Maximal zweimal pro Woche
Im Unterschied zum klassischen Schröpfen besteht beim Facial Cupping nicht die Gefahr, dass man sich wegen möglicher Blutergüsse im Gesicht nicht mehr vor die Haustüre wagen mag. Vor der eigentlichen Behandlung sollte das Gesicht gründlich gereinigt werden. Danach sollte ein Serum, eine Creme oder ein Gesichtsöl aufgetragen werden. So kann die Reibung zwischen den nach Eindrücken der Schröpfgläser-Saugbälle oder Silikonsaugnäpfe aufgesetzten Cups und der Haut möglichst minimiert werden. Am besten mittig im Gesicht beginnen und dann die Cups langsam streichend oder kreisförmig in Bewegung setzen, statt sie nur an einer einzigen Stelle zu fixieren (nur wenn die Cups zu lange an einer Stelle haften bleiben, können sich dort blaue Flecken ausbilden). Bei der Prozedur, die stets nach außen gerichtet und niemals wegen eines möglichen Lymphflüssigkeitsstaus nach oben oder unten gehen sollte, wird die Haut durch den Sog leicht angehoben. Das sollte jedoch keinerlei Schmerzen verursachen. Und kann im Idealfall schon eine leichte und sofort erkennbare Aufpolsterung der Haut mit einem rosigen Glanz zur Folge haben. Mehr als eine kurzfristige subtile Rötung der Haut sollte nach dem abgeschlossenen Cupping, das kaum länger als fünf Minuten dauert, nicht zu sehen sein.

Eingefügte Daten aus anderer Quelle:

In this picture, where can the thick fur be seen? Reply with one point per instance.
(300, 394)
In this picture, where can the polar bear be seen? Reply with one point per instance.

Die „Vogue“ riet vor einem Einbau in die alltägliche Beautyroutine ab: „Verwenden Sie die Cups nicht öfter als zweimal die Woche, da die Haut durch übermäßiges Schröpfen elastischer wird, was dazu führen kann, dass sie mit der Zeit erschlafft.“ Ansonsten ist der Einsatz der Cups gesundheitlich unbedenklich und harmlos, da sie das Bindegewebe nur oberflächlich tangieren und daher keinerlei Schaden anrichten können. Nur bei akuten Entzündungen oder Verletzungen der Haut sollte auf Facial Cupping unbedingt verzichtet werden. Wobei viele Experten dazu raten, sich die Behandlung erst mal bei den Profis in einem Beauty-Studio anzuschauen und erst danach zu Hause mit dem eigenen Treatment zu beginnen.